Well, after eight days of feeling utterly miserable, I went to the doctor. He congratulated me on being one of the very first cases of influenza they’ve seen this year. Evidently they haven’t even started recording data on flu cases yet because it’s so early in the season. Well, lucky me. There are certainly things I’d rather be first at!
The funny thing is, I always get flu shots for me and the boys right when they start offering them. And when I was at Kaiser with Theo a few days before (for something unrelated—a nasty flare-up of eczema that isn’t clearing), they had all their posters and flyers up saying, “Flu shots available 10/8! Mark your calendar!” Well, gee, that would’ve helped me much more if it was about two weeks prior!

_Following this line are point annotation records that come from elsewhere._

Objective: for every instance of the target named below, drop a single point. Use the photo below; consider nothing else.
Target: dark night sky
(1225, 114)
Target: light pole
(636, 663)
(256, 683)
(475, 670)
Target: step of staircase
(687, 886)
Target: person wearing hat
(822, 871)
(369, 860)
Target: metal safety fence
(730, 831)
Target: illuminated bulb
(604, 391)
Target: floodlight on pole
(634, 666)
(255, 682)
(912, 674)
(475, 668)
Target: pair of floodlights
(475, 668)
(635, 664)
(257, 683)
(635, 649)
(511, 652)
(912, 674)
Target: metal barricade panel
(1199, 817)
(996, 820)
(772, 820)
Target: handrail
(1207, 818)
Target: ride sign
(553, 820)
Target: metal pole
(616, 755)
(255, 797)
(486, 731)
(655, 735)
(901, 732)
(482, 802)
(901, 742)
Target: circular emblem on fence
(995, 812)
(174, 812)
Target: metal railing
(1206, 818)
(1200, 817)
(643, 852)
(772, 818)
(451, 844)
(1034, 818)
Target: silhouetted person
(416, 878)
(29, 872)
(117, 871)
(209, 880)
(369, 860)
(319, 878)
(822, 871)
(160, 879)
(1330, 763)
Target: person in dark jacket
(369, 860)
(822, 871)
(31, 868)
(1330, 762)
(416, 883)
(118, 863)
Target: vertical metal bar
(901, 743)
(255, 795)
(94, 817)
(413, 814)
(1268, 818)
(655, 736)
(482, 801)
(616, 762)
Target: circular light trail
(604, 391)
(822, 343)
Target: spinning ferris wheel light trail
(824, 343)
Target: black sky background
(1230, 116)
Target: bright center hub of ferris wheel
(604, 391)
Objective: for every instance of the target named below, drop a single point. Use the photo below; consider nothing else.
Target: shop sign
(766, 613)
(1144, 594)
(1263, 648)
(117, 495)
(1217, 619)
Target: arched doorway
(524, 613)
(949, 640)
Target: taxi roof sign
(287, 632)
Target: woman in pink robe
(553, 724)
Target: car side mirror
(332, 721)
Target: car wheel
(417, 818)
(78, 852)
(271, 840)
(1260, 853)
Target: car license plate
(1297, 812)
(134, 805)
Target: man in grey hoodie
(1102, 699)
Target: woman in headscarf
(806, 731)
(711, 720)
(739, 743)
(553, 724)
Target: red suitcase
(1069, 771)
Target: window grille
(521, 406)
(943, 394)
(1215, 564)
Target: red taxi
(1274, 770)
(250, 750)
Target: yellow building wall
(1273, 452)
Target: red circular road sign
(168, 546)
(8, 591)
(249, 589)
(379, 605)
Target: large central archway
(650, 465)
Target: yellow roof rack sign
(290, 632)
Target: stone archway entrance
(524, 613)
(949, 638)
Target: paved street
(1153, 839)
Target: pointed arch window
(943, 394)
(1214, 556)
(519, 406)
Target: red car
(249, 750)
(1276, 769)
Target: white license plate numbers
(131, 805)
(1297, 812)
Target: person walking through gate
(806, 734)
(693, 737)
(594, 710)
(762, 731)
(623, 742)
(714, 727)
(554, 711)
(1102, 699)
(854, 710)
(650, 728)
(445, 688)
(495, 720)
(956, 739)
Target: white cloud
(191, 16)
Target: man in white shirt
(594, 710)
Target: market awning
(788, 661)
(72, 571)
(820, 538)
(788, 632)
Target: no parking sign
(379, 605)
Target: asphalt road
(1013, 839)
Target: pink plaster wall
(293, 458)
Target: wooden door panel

So, truthfully, I didn’t know much about the flu. I always get my flu shot mostly because I don’t want the boys to get sick from me, and my mom’s immune system isn’t terrific, so I worry about her, too. And I guess I just assumed that the flu is pretty much like a cold, only you have a fever with it. So when I said last week that I thought I had the flu, I was basically saying I thought I had some sort of respiratory virus with a fever. Which I did, but it was specifically influenza—which, according to the doctor, is different from the “upper respiratory infections” that people get a lot during the cold/flu season.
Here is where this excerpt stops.